Mi resi conto che la voce non proveniva più solo dal mio telefono. Ma che mi sembrava reale, vera.
Mi voltai leggermente mentre la chiamata riprodusse il suono dell'aggancio. Michele, avvolto in un cappotto, mi guardava con i suoi occhi blu, che risplendevano ai raggi della luna e delle poche lucine sparse qua' e la' nel parco.
-Buonasera- disse, sorridendo.
Scesi dal mio fedele mezzo e agganciai il cavalletto. Quando alzai di nuovo lo sguardo, Michele si era avvicinato.
-Buonasera a te- risposi in un sussurro.
Avanzò di un passo. -È colpa della luna piena se mi sembri più bella del solito?- biascicò.
La sua mano si alzò avvicinandosi al mio volto. Prese una ciocca ribelle sfuggita al mio ciuffo, e la riportò dietro l'orecchio.
Avevo voglia di fiondarmi sulle sue labbra, o perlomeno di stringerlo tra le mie braccia. Ma mi obbligai a mantenere la calma, e con il minimo di dignità che mi rimaneva, sussurrai: -è un'illusione-. Ma la mia voce tremante mi tradì.

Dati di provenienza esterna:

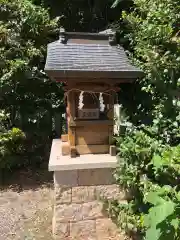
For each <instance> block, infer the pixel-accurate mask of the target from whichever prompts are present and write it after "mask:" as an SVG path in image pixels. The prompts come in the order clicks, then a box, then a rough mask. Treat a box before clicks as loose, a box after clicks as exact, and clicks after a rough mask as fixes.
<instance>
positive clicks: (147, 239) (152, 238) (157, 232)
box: [145, 227, 161, 240]
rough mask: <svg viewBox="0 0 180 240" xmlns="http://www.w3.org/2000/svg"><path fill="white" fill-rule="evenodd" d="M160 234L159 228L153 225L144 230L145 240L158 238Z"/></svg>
mask: <svg viewBox="0 0 180 240" xmlns="http://www.w3.org/2000/svg"><path fill="white" fill-rule="evenodd" d="M160 236H161V230H160V229H159V228H158V229H156V228H155V227H152V228H149V229H148V230H147V231H146V236H145V240H159V238H160Z"/></svg>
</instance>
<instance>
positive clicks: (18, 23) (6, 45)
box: [0, 0, 63, 168]
mask: <svg viewBox="0 0 180 240" xmlns="http://www.w3.org/2000/svg"><path fill="white" fill-rule="evenodd" d="M57 32H58V19H54V20H50V17H49V14H48V11H47V10H45V9H44V8H42V7H40V6H35V5H33V4H32V3H31V1H28V0H25V1H22V0H15V1H12V0H0V36H1V37H0V58H1V62H0V88H1V94H0V108H1V109H4V110H5V111H4V113H3V114H1V116H0V118H1V119H0V120H1V121H2V122H3V123H2V124H0V125H1V126H0V128H1V129H0V131H2V135H1V148H2V152H3V153H2V152H1V153H2V154H1V158H2V159H3V160H2V161H6V163H8V162H9V167H10V168H11V167H12V166H14V165H15V159H16V160H17V165H19V163H20V159H18V157H17V158H16V156H17V155H18V154H20V153H21V158H23V160H22V159H21V162H22V165H23V162H26V161H27V159H29V160H28V161H29V163H30V162H31V161H30V159H31V160H33V161H35V162H36V161H37V160H36V157H37V155H38V156H39V157H40V158H42V159H43V154H44V152H43V151H40V149H41V150H43V149H45V148H44V147H43V148H42V146H43V145H47V143H48V141H49V139H51V137H52V135H53V122H52V120H53V118H54V115H55V113H56V111H57V110H58V111H61V112H62V111H63V92H62V89H61V86H60V85H58V84H56V83H55V82H52V81H50V80H49V79H48V78H47V76H46V74H45V73H44V63H45V57H46V48H47V44H48V43H49V42H51V41H53V40H54V39H55V38H56V35H57ZM5 113H8V114H7V116H6V115H5ZM2 115H3V117H2ZM13 129H21V130H22V132H24V133H25V135H26V138H25V139H24V138H23V137H20V135H18V133H17V132H16V133H14V130H13ZM16 136H17V137H19V141H17V139H16ZM8 139H9V140H8ZM22 142H23V143H22ZM18 143H19V147H18ZM22 144H23V147H22ZM15 146H16V147H15ZM11 147H12V149H10V148H11ZM22 148H24V149H25V148H26V151H24V152H23V151H22ZM17 153H18V154H17ZM11 154H12V156H10V155H11ZM23 154H25V155H23ZM6 156H7V157H6ZM10 158H11V160H10ZM11 161H12V163H11ZM6 165H8V164H6ZM1 166H2V164H0V168H1Z"/></svg>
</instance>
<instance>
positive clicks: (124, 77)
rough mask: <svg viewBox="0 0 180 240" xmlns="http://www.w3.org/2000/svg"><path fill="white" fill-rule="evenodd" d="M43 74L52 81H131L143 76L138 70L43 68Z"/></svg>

-Mhh- e piegò la testa obliquamente, non smettendo di divorare il mio sguardo con quegli occhi azzurri. -Allora sono vittima di questa illusione ogni volta che ti guardo-.
Raccolsi le forze e mi voltai. Finsi di prendere qualcosa dal cestino. Poi gli rivolsi la parola.
-Ti va di fare un giro?-.
-E dove mi metto?- domandò.
-Qui- indicai la grata sulla ruota.
Prima la guardò stranito, poi si convinse. Mi issai in sella, e partii. Lui che mi cingeva la vita, e il suo respiro sul mio collo.
Inutile dire che mi sentivo in paradiso.